# Math 1251 Practice T-F questions

1. The equation of the tangent line to the curve y=f(x) at the point (a,f(a)) is y-f(a)=f'(x)(x-a).

2. The derivative with respect to x of f(x)/g(x) is f'(x)/g'(x).

3. If f(0)=0, then f'(0)=0.

4. If f(x) is differentiable at x=2, then f(x) is continuous at x=2.

5. If f(x) approaches infinity as x approaches 0, then x*f(x) also approaches infinity as x approaches 0.

6. If lim_{x->2} f(x)=4, and lim_{x->3} g(x)=7, then lim_{x->5} (f(x)+g(x))=11.

7. The derivative with respect to x of \pi^6 is 6*\pi^5.

8. If f(x)->infinity, g(x)->infinity as x->infinity, then f(x)/g(x) could either ->infinity, ->0, or go to any constant as x->infinity.

9. There is no function which grows more rapidly than f(x)=e^x as x->infty.

10. If f(x) has a local minimum at x=2, then f'(2)=0.

11. If f''(x) exists and is >0 for all x, then f(x) is an increasing function of x.

12. The derivative with respect to x of x^x is x*x^{x-1}.

13. If f(1)=2, and f(3)=-3, and f(x) is continuous on [1,3], then f(a)=0 for some a in (1,3).

14. If f'(x)->0 as x->infinity, then we must also have f(x)-> a constant c as x->infinity.

15. If f(x) has a local minimum on the interval (1,2), then the absolute minimum of f(x) on [1,2] cannot occur at x=1.

16. If f(5)=2, f(7)=9, then f'(6)=7/2.

17. The best linear approximation to e^(2x) at x=0 is 1+2x.

18. If f(x) is differentiable at x=2, and f(x) has a local maximum at x=2, then f'(2)=0.

19. If f(x) is continuous on [2,4], then f(x) must have an absolute maximum on [2,4].

20. If f(x) and g(x) both have local maxima at x=2, then f(x)*g(x) also has a local maximum at x=2.

21. The 12th derivative with respect to x of any polynomial in x of degree 10 is 0.
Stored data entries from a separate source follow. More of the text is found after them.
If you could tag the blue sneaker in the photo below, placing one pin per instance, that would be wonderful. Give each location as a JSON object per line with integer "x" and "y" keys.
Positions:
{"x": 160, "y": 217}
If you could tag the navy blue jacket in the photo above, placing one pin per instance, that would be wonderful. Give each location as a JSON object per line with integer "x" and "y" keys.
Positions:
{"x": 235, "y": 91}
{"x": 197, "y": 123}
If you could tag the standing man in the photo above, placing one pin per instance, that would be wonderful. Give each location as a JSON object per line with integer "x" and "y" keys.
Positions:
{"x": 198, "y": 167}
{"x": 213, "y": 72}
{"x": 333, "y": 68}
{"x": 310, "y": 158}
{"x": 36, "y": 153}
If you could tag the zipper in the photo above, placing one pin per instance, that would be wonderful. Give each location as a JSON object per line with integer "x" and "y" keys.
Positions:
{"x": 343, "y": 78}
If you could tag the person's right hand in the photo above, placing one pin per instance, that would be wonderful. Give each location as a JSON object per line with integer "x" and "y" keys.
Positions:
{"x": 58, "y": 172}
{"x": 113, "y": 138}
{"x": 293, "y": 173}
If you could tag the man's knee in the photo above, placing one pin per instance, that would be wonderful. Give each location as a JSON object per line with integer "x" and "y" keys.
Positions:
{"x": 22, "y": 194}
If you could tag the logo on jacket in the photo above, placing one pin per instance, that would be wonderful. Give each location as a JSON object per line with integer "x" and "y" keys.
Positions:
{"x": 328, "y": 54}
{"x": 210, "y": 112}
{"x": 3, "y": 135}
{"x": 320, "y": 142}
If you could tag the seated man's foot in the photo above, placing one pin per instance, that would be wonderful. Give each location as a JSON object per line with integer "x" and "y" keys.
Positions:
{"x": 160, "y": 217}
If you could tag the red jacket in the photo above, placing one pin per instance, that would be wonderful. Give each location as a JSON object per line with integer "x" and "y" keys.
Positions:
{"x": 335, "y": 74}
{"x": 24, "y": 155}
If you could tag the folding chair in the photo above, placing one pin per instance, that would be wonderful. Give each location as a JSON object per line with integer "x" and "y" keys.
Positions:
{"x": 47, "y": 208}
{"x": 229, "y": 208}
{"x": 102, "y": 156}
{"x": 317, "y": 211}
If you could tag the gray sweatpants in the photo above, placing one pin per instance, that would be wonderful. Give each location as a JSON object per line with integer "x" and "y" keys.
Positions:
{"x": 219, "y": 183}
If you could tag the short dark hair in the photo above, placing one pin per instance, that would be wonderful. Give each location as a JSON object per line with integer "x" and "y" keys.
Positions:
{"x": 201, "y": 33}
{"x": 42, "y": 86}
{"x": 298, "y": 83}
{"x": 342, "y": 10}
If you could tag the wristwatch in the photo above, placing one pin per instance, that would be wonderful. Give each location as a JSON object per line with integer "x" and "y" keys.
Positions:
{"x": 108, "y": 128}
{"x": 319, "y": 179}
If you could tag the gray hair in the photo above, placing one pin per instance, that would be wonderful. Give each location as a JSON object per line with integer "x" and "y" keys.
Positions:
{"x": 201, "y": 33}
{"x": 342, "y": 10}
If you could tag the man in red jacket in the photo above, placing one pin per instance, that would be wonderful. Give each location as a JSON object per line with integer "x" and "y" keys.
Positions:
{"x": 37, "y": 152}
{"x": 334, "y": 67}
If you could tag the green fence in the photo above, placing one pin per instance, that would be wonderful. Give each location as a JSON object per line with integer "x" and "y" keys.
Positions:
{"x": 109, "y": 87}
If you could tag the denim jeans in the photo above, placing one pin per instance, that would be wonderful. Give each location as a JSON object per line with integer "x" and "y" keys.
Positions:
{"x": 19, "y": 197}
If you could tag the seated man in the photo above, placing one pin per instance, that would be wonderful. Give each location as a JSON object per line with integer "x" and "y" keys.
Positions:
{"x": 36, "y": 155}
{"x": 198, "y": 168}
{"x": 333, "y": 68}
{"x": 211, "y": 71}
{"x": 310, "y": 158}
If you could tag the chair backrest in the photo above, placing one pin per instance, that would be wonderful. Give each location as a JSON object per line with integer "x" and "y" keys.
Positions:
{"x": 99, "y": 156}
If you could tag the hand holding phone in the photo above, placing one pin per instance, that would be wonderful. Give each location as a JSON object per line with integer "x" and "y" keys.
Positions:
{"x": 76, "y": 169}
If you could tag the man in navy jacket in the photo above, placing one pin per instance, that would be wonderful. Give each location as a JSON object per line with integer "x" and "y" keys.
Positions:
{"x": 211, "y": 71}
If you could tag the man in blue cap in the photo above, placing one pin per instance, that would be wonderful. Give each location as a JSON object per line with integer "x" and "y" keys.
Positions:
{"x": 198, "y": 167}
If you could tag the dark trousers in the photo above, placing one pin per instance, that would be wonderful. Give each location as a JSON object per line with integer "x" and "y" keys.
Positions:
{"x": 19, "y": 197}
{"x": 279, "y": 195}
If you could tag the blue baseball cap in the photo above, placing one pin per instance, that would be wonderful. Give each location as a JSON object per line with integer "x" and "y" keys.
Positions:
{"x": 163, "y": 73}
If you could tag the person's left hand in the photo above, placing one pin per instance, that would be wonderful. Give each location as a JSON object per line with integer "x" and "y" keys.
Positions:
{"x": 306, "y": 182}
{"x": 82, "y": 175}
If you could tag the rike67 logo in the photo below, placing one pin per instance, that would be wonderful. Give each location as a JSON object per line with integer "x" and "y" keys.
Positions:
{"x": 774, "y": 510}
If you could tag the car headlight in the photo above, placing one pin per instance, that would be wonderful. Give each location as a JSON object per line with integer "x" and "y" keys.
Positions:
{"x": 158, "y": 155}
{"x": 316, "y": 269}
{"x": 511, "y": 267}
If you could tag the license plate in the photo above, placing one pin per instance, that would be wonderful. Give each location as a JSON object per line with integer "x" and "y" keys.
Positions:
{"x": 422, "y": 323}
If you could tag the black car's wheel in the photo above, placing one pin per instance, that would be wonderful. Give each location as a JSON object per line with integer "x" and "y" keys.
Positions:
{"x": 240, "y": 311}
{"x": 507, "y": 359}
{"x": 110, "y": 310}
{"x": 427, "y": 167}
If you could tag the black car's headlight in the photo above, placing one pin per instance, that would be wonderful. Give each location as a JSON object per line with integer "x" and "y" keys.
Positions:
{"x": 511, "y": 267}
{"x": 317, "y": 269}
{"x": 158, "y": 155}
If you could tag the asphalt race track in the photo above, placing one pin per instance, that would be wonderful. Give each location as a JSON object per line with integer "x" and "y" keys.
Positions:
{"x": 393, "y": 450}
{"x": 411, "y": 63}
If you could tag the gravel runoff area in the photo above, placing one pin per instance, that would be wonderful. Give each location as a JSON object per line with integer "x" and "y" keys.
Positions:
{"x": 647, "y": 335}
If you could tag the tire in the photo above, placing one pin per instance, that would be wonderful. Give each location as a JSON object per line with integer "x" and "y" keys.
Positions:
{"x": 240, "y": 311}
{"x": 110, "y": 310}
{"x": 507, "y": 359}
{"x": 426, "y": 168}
22. If f(x)=f'(x) for all x, then we also have that f''(x)=f(x) for all x.

23. The function y=log(x) is increasing and concave downward for x>0.

24. If f'(0) does not exist, then lim_{x->0} f(x) does not exist.

25. The nth derivative of e^(x) is e^x.

26. The function f(x)=2-x^2 on the real line is a 1-1 function.

27. For any cubic polynomial p(x) with real coefficients there is a real number x such that p(x)=0.

28. If f(x) approaches 0 when x-> \infinity, then we must also have that f'(x) approaches 0 as x-> \infinity.

29. If f''(0)=0, then x=0 must be a point of inflection of the graph y=f(x).

30. If f(x) is a 1-1 function with domain the real numbers, then f'(0) cannot be equal to 0.

31. If p(x) is a polynomial in x, then p'(x) is a polynomial in x.

32. If f(x) is continuous on the interval [1,3], f(x)>=0, f(2)=0, then f has a local minima at x=2.

33. The nth derivative of ln(x) is 1/x^n.

34. If p(x) is a polynomial with p(2)=5=p(3), then there is some number c, 2 35. There is some function f(x) such that f(x)>0, f'(x)<0, f''(x)>0 for all x.